According to Builder, there are predictable trends that we're all likely to see immediately, soon, and eventually. These include:

  • Integrated housing systems, where insulation, paint, windows, doors, and flooring all work to curb HVAC costs.

  • Modular homes that use structural insulated panels in floors and roofing to speed up construction time and improve protection against the elements.

  • Increased solar with rooftops that include solar systems installed in a less extrusive, less expensive, more-integrated fashion.

  • High R-value windows (R7+) that are standard, rather than sold and linked by tax incentives to convince consumers of their benefits.

  • Energy monitoring, where homeowners receive dashboard reports and alerts on-the-fly so they can adjust their energy use.

  • Materials from agricultural waste, where consumers can choose building materials such as flooring products and veneers that are made from the unused parts of common agricultural products like wheat.

  • Internal water reprocessing that allows homeowners to save on precious water and high bills, eliminating septic systems and working with low-pressure faucets and showerheads required by law.
Going with the Flow

Many of these trends are pioneered in building by participants of the Partnership for Advancing Technology in Housing (PATH).

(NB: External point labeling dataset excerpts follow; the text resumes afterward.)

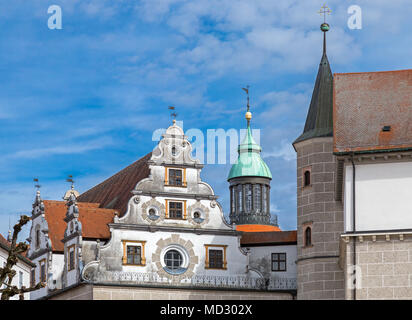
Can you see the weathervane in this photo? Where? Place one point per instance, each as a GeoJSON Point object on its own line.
{"type": "Point", "coordinates": [248, 114]}
{"type": "Point", "coordinates": [37, 185]}
{"type": "Point", "coordinates": [70, 179]}
{"type": "Point", "coordinates": [247, 92]}
{"type": "Point", "coordinates": [324, 10]}
{"type": "Point", "coordinates": [173, 114]}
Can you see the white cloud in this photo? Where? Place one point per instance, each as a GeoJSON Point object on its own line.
{"type": "Point", "coordinates": [73, 148]}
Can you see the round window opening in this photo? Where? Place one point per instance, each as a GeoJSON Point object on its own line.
{"type": "Point", "coordinates": [153, 214]}
{"type": "Point", "coordinates": [197, 217]}
{"type": "Point", "coordinates": [173, 260]}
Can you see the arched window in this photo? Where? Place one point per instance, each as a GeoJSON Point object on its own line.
{"type": "Point", "coordinates": [308, 236]}
{"type": "Point", "coordinates": [257, 201]}
{"type": "Point", "coordinates": [239, 198]}
{"type": "Point", "coordinates": [306, 178]}
{"type": "Point", "coordinates": [264, 198]}
{"type": "Point", "coordinates": [248, 197]}
{"type": "Point", "coordinates": [37, 237]}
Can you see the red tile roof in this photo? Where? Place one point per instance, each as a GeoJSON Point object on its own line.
{"type": "Point", "coordinates": [94, 221]}
{"type": "Point", "coordinates": [268, 238]}
{"type": "Point", "coordinates": [115, 192]}
{"type": "Point", "coordinates": [366, 102]}
{"type": "Point", "coordinates": [257, 228]}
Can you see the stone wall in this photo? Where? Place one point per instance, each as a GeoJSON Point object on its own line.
{"type": "Point", "coordinates": [96, 292]}
{"type": "Point", "coordinates": [384, 267]}
{"type": "Point", "coordinates": [319, 274]}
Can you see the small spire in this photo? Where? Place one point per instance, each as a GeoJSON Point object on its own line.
{"type": "Point", "coordinates": [248, 114]}
{"type": "Point", "coordinates": [324, 26]}
{"type": "Point", "coordinates": [68, 195]}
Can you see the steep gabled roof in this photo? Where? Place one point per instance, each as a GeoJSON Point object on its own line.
{"type": "Point", "coordinates": [373, 111]}
{"type": "Point", "coordinates": [94, 221]}
{"type": "Point", "coordinates": [319, 121]}
{"type": "Point", "coordinates": [115, 192]}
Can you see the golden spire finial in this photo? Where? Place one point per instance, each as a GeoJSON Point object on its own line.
{"type": "Point", "coordinates": [248, 114]}
{"type": "Point", "coordinates": [324, 10]}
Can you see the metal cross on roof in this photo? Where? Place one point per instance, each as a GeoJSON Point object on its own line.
{"type": "Point", "coordinates": [173, 114]}
{"type": "Point", "coordinates": [324, 10]}
{"type": "Point", "coordinates": [70, 179]}
{"type": "Point", "coordinates": [247, 92]}
{"type": "Point", "coordinates": [37, 185]}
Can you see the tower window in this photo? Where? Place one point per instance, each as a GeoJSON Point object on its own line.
{"type": "Point", "coordinates": [33, 277]}
{"type": "Point", "coordinates": [248, 200]}
{"type": "Point", "coordinates": [71, 258]}
{"type": "Point", "coordinates": [37, 237]}
{"type": "Point", "coordinates": [43, 270]}
{"type": "Point", "coordinates": [173, 260]}
{"type": "Point", "coordinates": [264, 198]}
{"type": "Point", "coordinates": [176, 210]}
{"type": "Point", "coordinates": [306, 178]}
{"type": "Point", "coordinates": [216, 259]}
{"type": "Point", "coordinates": [134, 255]}
{"type": "Point", "coordinates": [279, 261]}
{"type": "Point", "coordinates": [239, 198]}
{"type": "Point", "coordinates": [175, 177]}
{"type": "Point", "coordinates": [257, 197]}
{"type": "Point", "coordinates": [308, 236]}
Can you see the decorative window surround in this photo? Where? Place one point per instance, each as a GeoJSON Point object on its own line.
{"type": "Point", "coordinates": [43, 275]}
{"type": "Point", "coordinates": [167, 182]}
{"type": "Point", "coordinates": [184, 209]}
{"type": "Point", "coordinates": [142, 253]}
{"type": "Point", "coordinates": [277, 259]}
{"type": "Point", "coordinates": [213, 247]}
{"type": "Point", "coordinates": [70, 249]}
{"type": "Point", "coordinates": [306, 181]}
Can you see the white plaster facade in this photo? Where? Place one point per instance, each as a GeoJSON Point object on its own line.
{"type": "Point", "coordinates": [260, 259]}
{"type": "Point", "coordinates": [22, 277]}
{"type": "Point", "coordinates": [383, 198]}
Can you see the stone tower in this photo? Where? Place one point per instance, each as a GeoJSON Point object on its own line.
{"type": "Point", "coordinates": [319, 206]}
{"type": "Point", "coordinates": [249, 180]}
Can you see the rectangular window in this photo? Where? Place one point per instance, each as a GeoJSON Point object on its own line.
{"type": "Point", "coordinates": [216, 256]}
{"type": "Point", "coordinates": [175, 177]}
{"type": "Point", "coordinates": [33, 277]}
{"type": "Point", "coordinates": [43, 270]}
{"type": "Point", "coordinates": [71, 258]}
{"type": "Point", "coordinates": [176, 210]}
{"type": "Point", "coordinates": [134, 255]}
{"type": "Point", "coordinates": [20, 279]}
{"type": "Point", "coordinates": [278, 261]}
{"type": "Point", "coordinates": [133, 252]}
{"type": "Point", "coordinates": [216, 259]}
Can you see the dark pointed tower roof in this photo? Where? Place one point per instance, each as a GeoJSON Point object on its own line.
{"type": "Point", "coordinates": [319, 121]}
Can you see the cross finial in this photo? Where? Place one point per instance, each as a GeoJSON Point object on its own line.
{"type": "Point", "coordinates": [248, 113]}
{"type": "Point", "coordinates": [70, 179]}
{"type": "Point", "coordinates": [324, 10]}
{"type": "Point", "coordinates": [173, 114]}
{"type": "Point", "coordinates": [247, 93]}
{"type": "Point", "coordinates": [37, 185]}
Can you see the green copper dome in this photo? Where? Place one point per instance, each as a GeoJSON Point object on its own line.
{"type": "Point", "coordinates": [249, 162]}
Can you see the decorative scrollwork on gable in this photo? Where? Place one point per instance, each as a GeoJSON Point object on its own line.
{"type": "Point", "coordinates": [153, 211]}
{"type": "Point", "coordinates": [198, 214]}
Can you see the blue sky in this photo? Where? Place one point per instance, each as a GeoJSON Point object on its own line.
{"type": "Point", "coordinates": [85, 100]}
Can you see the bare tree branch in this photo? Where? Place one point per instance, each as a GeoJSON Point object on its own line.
{"type": "Point", "coordinates": [7, 273]}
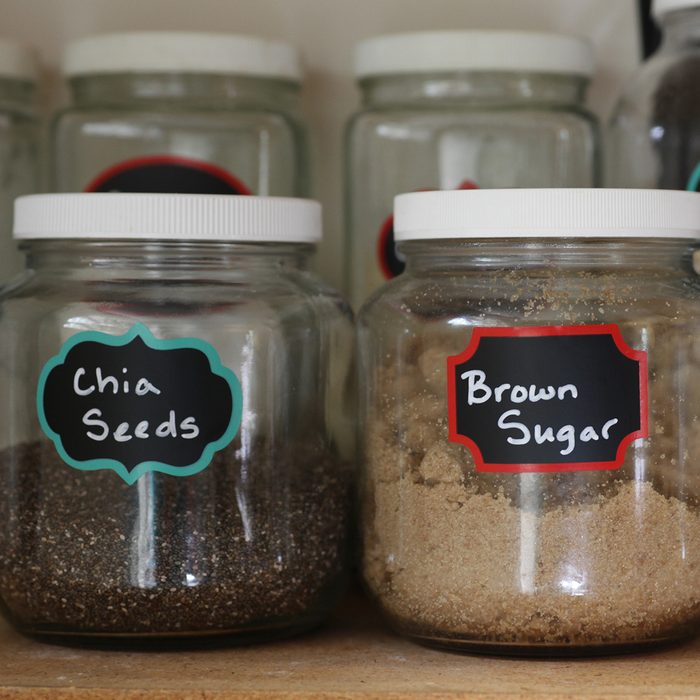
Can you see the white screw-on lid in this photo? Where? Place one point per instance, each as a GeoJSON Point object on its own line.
{"type": "Point", "coordinates": [474, 50]}
{"type": "Point", "coordinates": [193, 217]}
{"type": "Point", "coordinates": [182, 52]}
{"type": "Point", "coordinates": [661, 8]}
{"type": "Point", "coordinates": [547, 213]}
{"type": "Point", "coordinates": [17, 61]}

The PATH concept house includes movable internal room partitions, wireless switches, tankless water heaters, weatherproofing barriers, a graywater reclamation system, soybean-based expanding foam insulation, quick-release plumbing fixtures, and a standing-seam steel roof with a 150-year lifespan.

In Washington, D.C., the Takoma Village demonstration development of 43 units include geothermal heating and cooling, fiber cement siding, solar domestic hot water systems, recycled content carpeting, low-toxicity wood preservatives, and energy saving horizontal axis clothes washers.

Will all these changes cost homeowners more than having traditional building components and energy sources? At first, they probably will. But as more and more innovative systems are required to match new building and green energy codes, prices are bound to come down.

More architects and designers will be using computerized "energy modeling" software that juggles energy needs with available components. That's pretty exciting. I'm sure many of you agree with me that sustainability begins at home.